Re: [PATCH 1/2] nbd: make nbd device wait for its users

From: Pranay Srivastava
Date: Sat Jun 25 2016 - 13:52:14 EST


On Fri, Jun 24, 2016 at 2:59 PM, Markus Pargmann <mpa@xxxxxxxxxxxxxx> wrote:
> From: "Pranay Kr. Srivastava" <pranjas@xxxxxxxxx>
>
> When a timeout occurs or a recv fails, then instead of abruplty killing
> nbd block device wait for it's users to finish.
>
> This is more required when filesystem(s) like ext2 or ext3 don't expect
> their buffer heads to disappear while the filesystem is mounted.
>
> Each open is counted. The blockdevice is kept open until the last user
> closes the block device. This offers the possibility as well to open a
> new socket to be used while the filesystems are mounted.
>
> Signed-off-by: Pranay Kr. Srivastava <pranjas@xxxxxxxxx>
>
> [mpa: Keep the blockdevice open until all users left]
> Signed-off-by: Markus Pargmann <mpa@xxxxxxxxxxxxxx>
> ---
> Hi,
>
> I used your patch and changed it a bit based on my ideas. The general
> difference is that this keeps the block device open. After all users left, the
> device is reset.
>
> The followup patch then restricts access to ioctls after a disconnect. I wanted
> to avoid that anyone sets up anything new without all the old users leaving.
>
> Please let me know what you think about this.
>
> Best Regards,
>
> Markus
>
> drivers/block/nbd.c | 62 ++++++++++++++++++++++++++++++++++++++---------------
> 1 file changed, 45 insertions(+), 17 deletions(-)
>
> diff --git a/drivers/block/nbd.c b/drivers/block/nbd.c
> index 1efc26bf1d21..620660f3ff0f 100644
> --- a/drivers/block/nbd.c
> +++ b/drivers/block/nbd.c
> @@ -69,6 +69,8 @@ struct nbd_device {
> #if IS_ENABLED(CONFIG_DEBUG_FS)
> struct dentry *dbg_dir;
> #endif
> + atomic_t users; /* Users that opened the block device */

We don't need to put bdev in nbd struct. We can get it via gendisk and
bdget/bdput.
> + struct block_device *bdev;
> };
>
> #if IS_ENABLED(CONFIG_DEBUG_FS)
> @@ -655,9 +657,26 @@ static int nbd_set_socket(struct nbd_device *nbd, struct socket *sock)
> return ret;
> }
>
> +static void nbd_bdev_reset(struct block_device *bdev)
> +{
> + set_device_ro(bdev, false);
> + bdev->bd_inode->i_size = 0;

i_size_write should be better I guess.

> + if (max_part > 0) {
> + blkdev_reread_part(bdev);
> + bdev->bd_invalidated = 1;
> + }
> +}
> +
> /* Reset all properties of an NBD device */
> static void nbd_reset(struct nbd_device *nbd)
> {
> + sock_shutdown(nbd);
> + nbd_clear_que(nbd);
> + if (nbd->bdev) {
> + kill_bdev(nbd->bdev);
> + nbd_bdev_reset(nbd->bdev);
> + }
> +
> nbd->disconnect = false;
> nbd->timedout = false;
> nbd->blksize = 1024;

I actually forgot to ask about this blksize. We do set_blocksize call
for bdev, but
shouldn't we instead do blkdev_logicial_blocksize?
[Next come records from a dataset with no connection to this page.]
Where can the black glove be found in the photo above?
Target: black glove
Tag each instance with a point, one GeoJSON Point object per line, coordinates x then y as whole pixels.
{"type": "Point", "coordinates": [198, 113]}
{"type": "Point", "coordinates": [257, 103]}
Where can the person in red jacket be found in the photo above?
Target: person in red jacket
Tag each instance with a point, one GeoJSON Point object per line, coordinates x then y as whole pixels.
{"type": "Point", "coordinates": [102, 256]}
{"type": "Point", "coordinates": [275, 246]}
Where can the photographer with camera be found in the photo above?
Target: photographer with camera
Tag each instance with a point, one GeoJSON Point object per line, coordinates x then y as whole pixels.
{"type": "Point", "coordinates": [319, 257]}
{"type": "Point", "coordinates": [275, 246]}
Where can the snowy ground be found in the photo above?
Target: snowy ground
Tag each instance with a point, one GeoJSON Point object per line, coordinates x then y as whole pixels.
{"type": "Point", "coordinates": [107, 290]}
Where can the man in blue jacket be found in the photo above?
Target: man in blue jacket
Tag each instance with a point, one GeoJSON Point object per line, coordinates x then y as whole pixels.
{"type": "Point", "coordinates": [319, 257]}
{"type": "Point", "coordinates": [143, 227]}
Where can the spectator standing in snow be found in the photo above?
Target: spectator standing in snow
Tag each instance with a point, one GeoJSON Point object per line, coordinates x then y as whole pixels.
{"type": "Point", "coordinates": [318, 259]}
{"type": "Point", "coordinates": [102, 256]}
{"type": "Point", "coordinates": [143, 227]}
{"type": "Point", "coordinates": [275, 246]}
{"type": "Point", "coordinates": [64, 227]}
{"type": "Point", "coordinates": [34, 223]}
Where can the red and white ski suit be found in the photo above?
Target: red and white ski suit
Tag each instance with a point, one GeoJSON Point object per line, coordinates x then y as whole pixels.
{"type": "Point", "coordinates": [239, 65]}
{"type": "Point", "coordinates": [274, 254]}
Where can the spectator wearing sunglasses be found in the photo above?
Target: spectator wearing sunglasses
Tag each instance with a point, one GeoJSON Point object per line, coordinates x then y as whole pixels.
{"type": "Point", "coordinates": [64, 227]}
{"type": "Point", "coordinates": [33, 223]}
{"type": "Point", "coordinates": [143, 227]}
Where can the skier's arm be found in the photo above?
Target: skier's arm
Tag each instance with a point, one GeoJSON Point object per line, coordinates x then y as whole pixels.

Mount would set the blocksize depending on the filesystem's block size and the
block device logical block size supported. Should we just get rid of this?

> @@ -669,16 +688,6 @@ static void nbd_reset(struct nbd_device *nbd)
> del_timer_sync(&nbd->timeout_timer);
> }
>
> -static void nbd_bdev_reset(struct block_device *bdev)
> -{
> - set_device_ro(bdev, false);
> - bdev->bd_inode->i_size = 0;
> - if (max_part > 0) {
> - blkdev_reread_part(bdev);
> - bdev->bd_invalidated = 1;
> - }
> -}
> -
> static void nbd_parse_flags(struct nbd_device *nbd, struct block_device *bdev)
> {
> if (nbd->flags & NBD_FLAG_READ_ONLY)
> @@ -803,18 +812,11 @@ static int __nbd_ioctl(struct block_device *bdev, struct nbd_device *nbd,

How about disallowing any ioctl until the nbd_device has been reset?
Perhaps, throw error
in open instead of checking here?

> mutex_lock(&nbd->tx_lock);
> nbd->task_recv = NULL;
>
> - sock_shutdown(nbd);
> - nbd_clear_que(nbd);
> - kill_bdev(bdev);
> - nbd_bdev_reset(bdev);
> -
> if (nbd->disconnect) /* user requested, ignore socket errors */
> error = 0;
> if (nbd->timedout)
> error = -ETIMEDOUT;
>

Doesn't this change the semantics for user space? NBD_DO_IT is
supposed to be over either on error or a
user disconnect not before that right[?].

> - nbd_reset(nbd);
> -
> return error;
> }
>
> @@ -853,10 +855,35 @@ static int nbd_ioctl(struct block_device *bdev, fmode_t mode,
> return error;
> }
>
> +static int nbd_open(struct block_device *bdev, fmode_t mode)
> +{
> + struct nbd_device *nbd = bdev->bd_disk->private_data;
> +
> + atomic_inc(&nbd->users);
> +
> + if (!nbd->bdev)
> + nbd->bdev = bdev;
> +
> + return 0;
> +}
> +
> +static void nbd_release(struct gendisk *disk, fmode_t mode)
> +{
> + struct nbd_device *nbd = disk->private_data;
> +
> + if (atomic_dec_and_test(&nbd->users)) {
> + mutex_lock(&nbd->tx_lock);
> + nbd_reset(nbd);
> + mutex_unlock(&nbd->tx_lock);
> + }
> +}
> +
What if the following happens,

1) nbd-client [nbd-c1] attaches the block device

2) mount this nbd device

3) somebody goes crazy and does nbd-client -d <nbd_dev>

Step 3) would cause a DISCONNECT and a CLEAR_SOCK ioctl to be fired,
but in CLEAR_SOCK there's a call to kill_bdev, so I guess that needs
to go as well[?].

> static const struct block_device_operations nbd_fops = {
> .owner = THIS_MODULE,
> .ioctl = nbd_ioctl,
> .compat_ioctl = nbd_ioctl,
> + .open = nbd_open,
> + .release = nbd_release,
> };
>
> #if IS_ENABLED(CONFIG_DEBUG_FS)
> @@ -1087,6 +1114,7 @@ static int __init nbd_init(void)
> disk->private_data = &nbd_dev[i];
> sprintf(disk->disk_name, "nbd%d", i);
> nbd_reset(&nbd_dev[i]);
> + atomic_set(&nbd_dev[i].users, 0);
> add_disk(disk);
> }
>
> --
> 2.1.4
>

--
---P.K.S